There is also a native version of the library, which is faster and smaller in size but in beta stage. html-ai-ready-native

Installation

# yarn
yarn add @mrspartak/html-ai-ready
# npm
npm i @mrspartak/html-ai-ready
# pnpm
pnpm add @mrspartak/html-ai-ready
# bun
bun add @mrspartak/html-ai-ready

Usage

import { htmlToAiReady, PRESET_QUALITY } from "@mrspartak/html-ai-ready";

const html = "<p>Hello, world!</p>";
const aiReady = htmlToAiReady(html, PRESET_QUALITY);

console.log(aiReady);

Benchmark

The main point of this package is to be fast, give the smallest result in terms of token size and also still maintain the context to answer questions. It is compared to a couple of other methods I saw so far.

Output Size Comparison

pnpm benchmark

When comparing the output size across all tested pages (average percentage of original HTML size):

Method Average Size (% of original)
HTML_TO_AI_FAST 24.69%
HTML_TO_AI_QUALITY 7.76%
HTML_TO_AI_NATIVE 12.19%
NODE_HTML_MARKDOWN 13.88%
CHEERIO_QUALITY_PARSED 19.31%

Performance Benchmark

Performance comparison across all pages combined:

Method Operations/sec Mean time (ms) Comparison
htmlToAiReady NATIVE 73.31 13.63 Fastest
htmlToAiReady FAST 28.76 34.77 2.55x slower than NATIVE
htmlToAiReady QUALITY 15.36 65.09 4.83x slower than NATIVE
cheerioParse 7.31 136.76 9.93x slower than NATIVE
node-html-markdown 6.30 158.77 11.54x slower than NATIVE

AI Response Quality and Token Usage

# don't forget to add OPENAI_API_KEY to .env file first
pnpm aiq

To test real-world effectiveness, we used 3 HTML pages as context for AI and asked deterministic questions.

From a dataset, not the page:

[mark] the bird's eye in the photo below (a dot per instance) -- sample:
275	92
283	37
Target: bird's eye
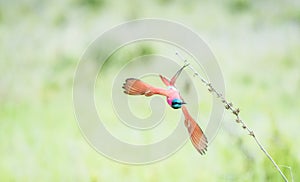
176	103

The results show accuracy rates, token usage, and AI response times:

Method Accuracy Avg Tokens Avg Response Time
htmlToAiReadyTextQuality 15/20 (75.00%) 10,759 618.75ms
cherioText 15/20 (75.00%) 12,931 5,377.55ms
nodeHtmlMarkdownText 14/20 (70.00%) 27,389 2,099.20ms

As shown in the benchmarks, the QUALITY preset not only maintains the same accuracy as Cheerio while using fewer tokens, but it also delivers responses significantly faster. The FAST preset offers the best performance while the QUALITY preset provides the smallest output size with excellent accuracy, giving you options depending on your priority.

Some website statistics

To determing tags that I would like to strip, first of course I gathered tags that would not make any context for AI. Those are style, head, iframe etc. But stripping the tags is costly operation, so I wanted to actually know if stripping them makes any difference. So I gathered a list of ~800 random websites, crawled and parsed them. Here are some details:

Page Size Statistics

Metric Value
Minimum 242 bytes
Maximum 11,647,892 bytes
Average 517,804 bytes
Median 346,929 bytes

Crawl Timing Statistics

Metric Value
Average 3,202 ms
Median 2,504 ms

Element Size Analysis

Ordered by total size across all pages:

Element Average Size (bytes) % of Page % of Body Total Size (bytes)
body 406,357 76.11% - 349,061,078
head 110,629 23.55% 73.40% 95,030,079
links 98,256 19.18% 24.71% 84,401,659
svgs 83,426 12.76% 15.38% 71,662,569
nav 103,673 12.17% 15.00% 89,055,316
script 73,849 10.84% 14.09% 63,435,956
images 31,274 6.18% 8.17% 26,864,083
footer 17,350 4.21% 5.81% 14,903,361
style 16,031 3.82% 4.80% 13,770,735
forms 14,827 3.29% 4.33% 12,736,770
button 12,395 2.54% 3.47% 10,647,352
comments 7,163 1.67% 2.28% 6,152,769
aside 6,539 1.04% 1.19% 5,617,229
noscript 1,663 0.32% 0.44% 1,428,938
iframe 902 0.27% 0.40% 775,052
video 74 0.03% 0.03% 63,815
canvas 4 0.00% 0.00% 3,149

Kudos

This project wouldn't be possible without the valuable contributions and support from:

Contributing

I welcome contributions from the community! Whether it's improving the documentation, adding new features, or reporting bugs, please feel free to make a pull request or open an issue.

License

This project is licensed under the MIT License - see the LICENSE file for details.